Virginia's former governor should be allowed to call as many as 10 character witnesses in a corruption trial that boils down to "a credibility contest'' between the onetime rising Republican star and the government's expected star witness, defense attorneys argued in court papers.
"In this case-- more than most cases--character evidence is critical,'' Bob McDonnell's lawyers said July 1 in a memorandum opposing a motion by prosecutors to limit the former governor and his wife, Maureen, to three character witnesses apiece.
The McDonnells are charged in a 14-count indictment with accepting more than $165,000 in gifts and loans from businessman Jonnie Williams in exchange for promoting dietary supplements made by his company, Star Scientific Inc.
Williams is expected to testify for the prosecution at the couple's jury trial, which is scheduled to begin July 28.
"Mr. McDonnell cannot adequately defend himself without relying heavily on character witnesses,'' defense attorneys wrote. "First, the heart of this case is a credibility contest between Mr. McDonnell on one hand and Mr. Williams, the Government's chief witness, on the other.''
Prosecutors argued in their motion last month that any more than three character witnesses would be redundant.
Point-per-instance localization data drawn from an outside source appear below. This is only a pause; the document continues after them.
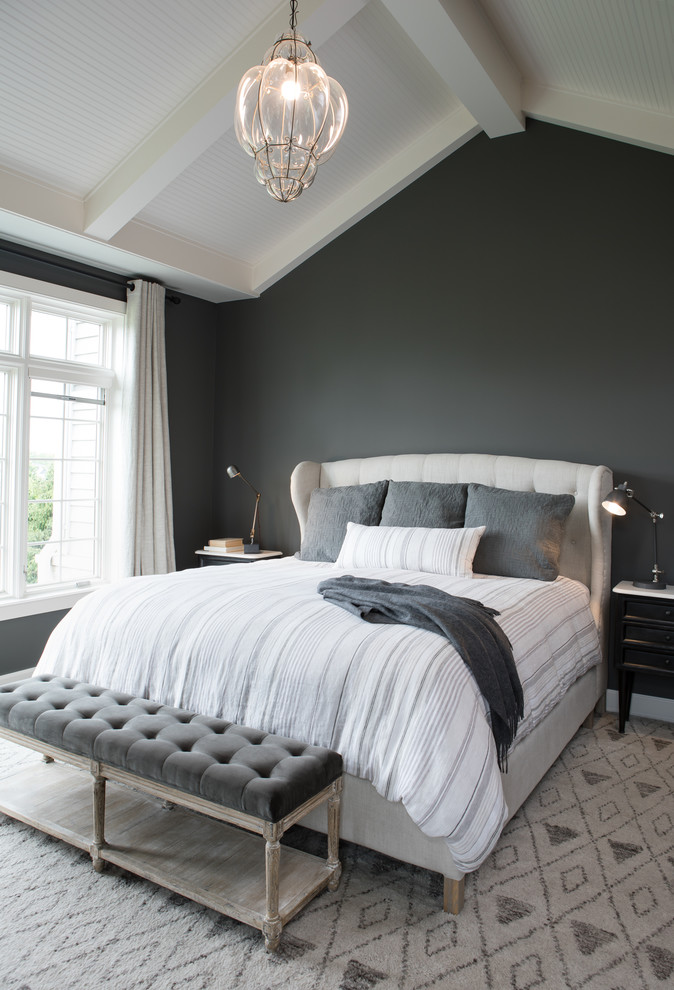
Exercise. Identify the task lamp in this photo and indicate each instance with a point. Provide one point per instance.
(251, 547)
(617, 502)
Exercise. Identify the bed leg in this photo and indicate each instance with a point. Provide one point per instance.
(99, 819)
(452, 895)
(272, 925)
(333, 835)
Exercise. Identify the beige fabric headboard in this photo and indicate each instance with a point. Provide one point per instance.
(586, 548)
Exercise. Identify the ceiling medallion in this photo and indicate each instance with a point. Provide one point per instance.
(289, 115)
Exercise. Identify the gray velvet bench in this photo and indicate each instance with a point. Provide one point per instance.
(161, 765)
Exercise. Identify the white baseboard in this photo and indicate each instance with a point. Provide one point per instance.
(645, 705)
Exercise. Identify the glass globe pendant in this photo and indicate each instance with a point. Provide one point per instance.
(289, 115)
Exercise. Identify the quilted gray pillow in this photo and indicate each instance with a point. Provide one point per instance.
(523, 531)
(427, 504)
(330, 509)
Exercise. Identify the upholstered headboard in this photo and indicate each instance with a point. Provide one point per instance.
(586, 548)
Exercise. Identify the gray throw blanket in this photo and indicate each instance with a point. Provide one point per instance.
(469, 626)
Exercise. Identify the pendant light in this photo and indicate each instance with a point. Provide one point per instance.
(289, 115)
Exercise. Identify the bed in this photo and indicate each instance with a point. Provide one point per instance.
(260, 646)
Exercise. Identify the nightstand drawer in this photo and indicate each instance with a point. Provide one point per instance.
(649, 634)
(649, 610)
(654, 661)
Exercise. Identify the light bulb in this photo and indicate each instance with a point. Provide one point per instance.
(290, 90)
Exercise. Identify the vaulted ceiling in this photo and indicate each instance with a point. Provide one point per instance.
(117, 144)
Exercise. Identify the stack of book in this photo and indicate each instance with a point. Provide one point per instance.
(225, 545)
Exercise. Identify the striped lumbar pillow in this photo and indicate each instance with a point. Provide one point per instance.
(435, 551)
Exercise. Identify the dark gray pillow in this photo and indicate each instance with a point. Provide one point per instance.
(523, 532)
(428, 504)
(330, 509)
McDonnell's attorneys disagreed.
"Each witness will capture different character traits or different aspects of various character traits at different points in his life and career,'' they wrote. "The result will be a complete picture of Mr. McDonnell's character, not the incomplete and distorted version that would necessarily result by arbitrarily restricting the defense to a mere three witnesses.''
In other July 1 filings, prosecutors opposed McDonnell's motions to exclude some statements his wife made about payments from Williams and to bar other statements until the government demonstrates in a pretrial hearing that a conspiracy existed.
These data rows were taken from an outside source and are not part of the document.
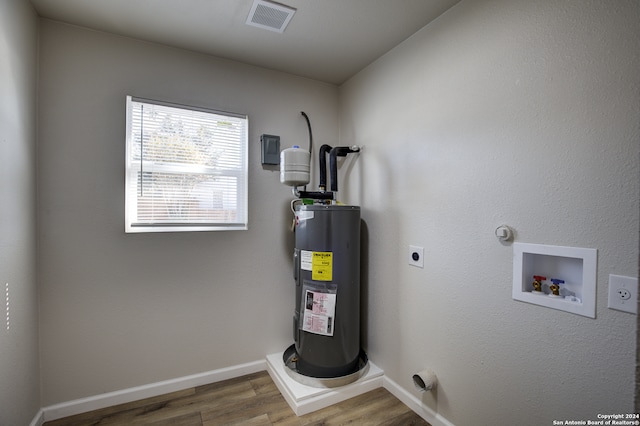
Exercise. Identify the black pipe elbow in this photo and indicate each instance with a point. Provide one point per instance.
(324, 150)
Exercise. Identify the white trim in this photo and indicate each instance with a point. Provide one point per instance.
(433, 418)
(109, 399)
(38, 420)
(305, 399)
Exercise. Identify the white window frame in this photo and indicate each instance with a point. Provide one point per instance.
(134, 166)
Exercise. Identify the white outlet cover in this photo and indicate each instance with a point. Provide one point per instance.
(623, 293)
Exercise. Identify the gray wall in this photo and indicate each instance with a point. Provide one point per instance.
(517, 112)
(19, 369)
(121, 310)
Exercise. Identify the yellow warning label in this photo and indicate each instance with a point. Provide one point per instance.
(322, 266)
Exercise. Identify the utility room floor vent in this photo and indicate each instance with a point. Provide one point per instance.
(269, 15)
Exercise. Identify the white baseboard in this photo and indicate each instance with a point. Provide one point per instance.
(78, 406)
(109, 399)
(38, 420)
(415, 404)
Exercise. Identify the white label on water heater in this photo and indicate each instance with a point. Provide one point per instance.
(319, 313)
(306, 260)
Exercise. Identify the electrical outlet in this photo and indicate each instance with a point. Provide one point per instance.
(623, 293)
(416, 256)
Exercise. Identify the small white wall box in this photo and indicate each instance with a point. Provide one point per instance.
(575, 266)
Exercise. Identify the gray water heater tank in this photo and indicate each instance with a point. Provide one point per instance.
(327, 277)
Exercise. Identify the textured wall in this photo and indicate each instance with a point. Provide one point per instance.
(19, 375)
(125, 310)
(516, 112)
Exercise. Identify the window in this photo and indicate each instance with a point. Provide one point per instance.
(186, 168)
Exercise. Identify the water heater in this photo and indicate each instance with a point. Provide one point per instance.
(326, 318)
(326, 321)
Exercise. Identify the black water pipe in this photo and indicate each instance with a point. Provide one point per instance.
(324, 150)
(306, 117)
(339, 151)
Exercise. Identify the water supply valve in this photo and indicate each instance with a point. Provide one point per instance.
(555, 287)
(537, 283)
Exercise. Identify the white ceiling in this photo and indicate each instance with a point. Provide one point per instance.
(327, 40)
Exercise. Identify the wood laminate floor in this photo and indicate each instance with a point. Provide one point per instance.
(249, 400)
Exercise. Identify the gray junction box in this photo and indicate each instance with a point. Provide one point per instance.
(326, 321)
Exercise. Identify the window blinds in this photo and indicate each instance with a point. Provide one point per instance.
(186, 168)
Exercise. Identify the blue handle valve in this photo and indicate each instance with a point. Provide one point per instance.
(555, 287)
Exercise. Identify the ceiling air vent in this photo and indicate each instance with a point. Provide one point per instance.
(269, 15)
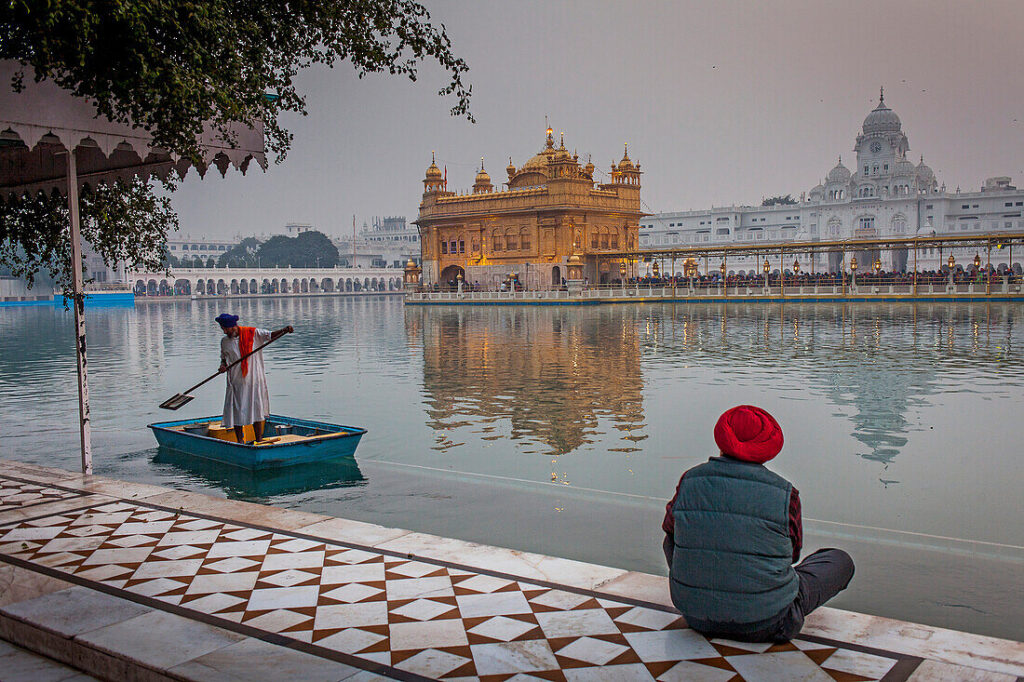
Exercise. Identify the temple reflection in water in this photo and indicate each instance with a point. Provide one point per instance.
(550, 374)
(547, 376)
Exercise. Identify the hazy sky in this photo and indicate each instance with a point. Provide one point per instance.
(722, 102)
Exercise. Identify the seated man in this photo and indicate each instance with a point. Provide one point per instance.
(733, 531)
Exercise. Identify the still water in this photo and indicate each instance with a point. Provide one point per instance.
(563, 430)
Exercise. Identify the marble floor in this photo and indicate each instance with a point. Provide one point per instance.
(384, 610)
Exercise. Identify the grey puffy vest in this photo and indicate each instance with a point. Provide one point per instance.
(732, 560)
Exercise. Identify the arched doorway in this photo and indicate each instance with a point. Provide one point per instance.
(450, 275)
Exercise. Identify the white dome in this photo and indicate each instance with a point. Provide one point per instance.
(924, 172)
(840, 174)
(882, 119)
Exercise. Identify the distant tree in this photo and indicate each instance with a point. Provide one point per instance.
(779, 200)
(242, 254)
(307, 250)
(176, 68)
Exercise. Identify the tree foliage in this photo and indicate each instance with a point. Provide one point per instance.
(174, 67)
(124, 222)
(242, 254)
(310, 249)
(779, 200)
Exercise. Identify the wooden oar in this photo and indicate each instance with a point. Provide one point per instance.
(179, 399)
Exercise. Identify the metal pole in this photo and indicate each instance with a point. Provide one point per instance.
(988, 266)
(85, 427)
(915, 267)
(781, 270)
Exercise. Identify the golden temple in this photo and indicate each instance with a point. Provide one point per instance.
(551, 210)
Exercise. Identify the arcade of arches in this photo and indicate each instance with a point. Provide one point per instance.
(224, 285)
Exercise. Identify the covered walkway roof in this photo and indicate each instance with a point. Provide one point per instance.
(933, 241)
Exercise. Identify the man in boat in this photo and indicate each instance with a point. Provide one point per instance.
(246, 400)
(733, 531)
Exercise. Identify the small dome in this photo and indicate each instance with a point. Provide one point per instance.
(840, 174)
(481, 175)
(882, 119)
(626, 164)
(433, 172)
(924, 172)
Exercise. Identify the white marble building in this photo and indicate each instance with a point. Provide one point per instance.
(884, 195)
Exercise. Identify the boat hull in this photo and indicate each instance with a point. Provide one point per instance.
(322, 441)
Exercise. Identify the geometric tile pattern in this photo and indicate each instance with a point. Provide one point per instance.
(14, 495)
(424, 619)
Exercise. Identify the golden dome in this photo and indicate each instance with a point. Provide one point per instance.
(481, 175)
(540, 162)
(433, 172)
(626, 164)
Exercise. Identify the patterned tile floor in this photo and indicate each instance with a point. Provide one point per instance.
(403, 617)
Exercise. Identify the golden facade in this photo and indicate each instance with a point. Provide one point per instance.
(550, 210)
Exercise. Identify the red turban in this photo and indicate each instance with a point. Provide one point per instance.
(749, 433)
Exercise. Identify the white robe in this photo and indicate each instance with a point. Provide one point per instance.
(247, 399)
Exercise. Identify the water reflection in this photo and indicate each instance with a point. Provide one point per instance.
(247, 483)
(552, 374)
(872, 363)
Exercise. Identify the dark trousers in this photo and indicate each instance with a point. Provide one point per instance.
(822, 576)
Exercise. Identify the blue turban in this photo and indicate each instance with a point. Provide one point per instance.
(226, 321)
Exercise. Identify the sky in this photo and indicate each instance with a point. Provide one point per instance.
(721, 102)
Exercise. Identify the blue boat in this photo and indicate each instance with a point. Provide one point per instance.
(287, 441)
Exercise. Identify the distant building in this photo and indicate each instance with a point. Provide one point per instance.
(187, 248)
(885, 195)
(296, 228)
(389, 243)
(551, 209)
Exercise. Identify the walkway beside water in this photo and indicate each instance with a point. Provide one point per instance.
(129, 581)
(666, 293)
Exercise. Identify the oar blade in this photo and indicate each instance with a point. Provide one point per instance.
(176, 401)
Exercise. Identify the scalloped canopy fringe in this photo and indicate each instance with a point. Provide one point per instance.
(41, 123)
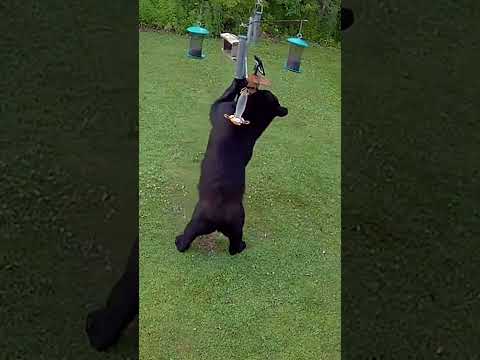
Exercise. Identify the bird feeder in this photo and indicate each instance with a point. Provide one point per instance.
(297, 46)
(197, 34)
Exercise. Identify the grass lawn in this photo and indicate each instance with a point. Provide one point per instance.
(280, 299)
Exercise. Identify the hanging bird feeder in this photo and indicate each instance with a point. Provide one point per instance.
(297, 46)
(197, 34)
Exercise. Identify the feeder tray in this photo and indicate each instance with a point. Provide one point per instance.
(297, 46)
(197, 34)
(259, 80)
(230, 45)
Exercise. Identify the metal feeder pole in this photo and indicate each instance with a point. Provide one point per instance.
(241, 66)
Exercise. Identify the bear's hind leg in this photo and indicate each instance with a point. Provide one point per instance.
(196, 227)
(233, 228)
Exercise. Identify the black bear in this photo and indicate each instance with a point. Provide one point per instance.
(104, 326)
(222, 180)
The government also urged U.S. District Judge Spencer to reject McDonnell's bid to exclude his state-required financial disclosure forms from evidence.
The defendants have argued that the forms are immaterial, but prosecutors wrote that the omission of gifts from Williams will show "corrupt intent and consciousness of guilt.''
McDonnell, a former Virginia Beach assistant prosecutor, served in the House of Delegates and as state attorney general before being elected governor in 2009. He was widely considered a possible Mitt Romney running mate in 2012, but the gifts scandal has likely ended his political career.
Late last year, McDonnell apologized for what he described as bad judgment and said he repaid about $120,000 in gifts and loans, but he denied breaking any laws. He was indicted in January, 10 days after leaving office.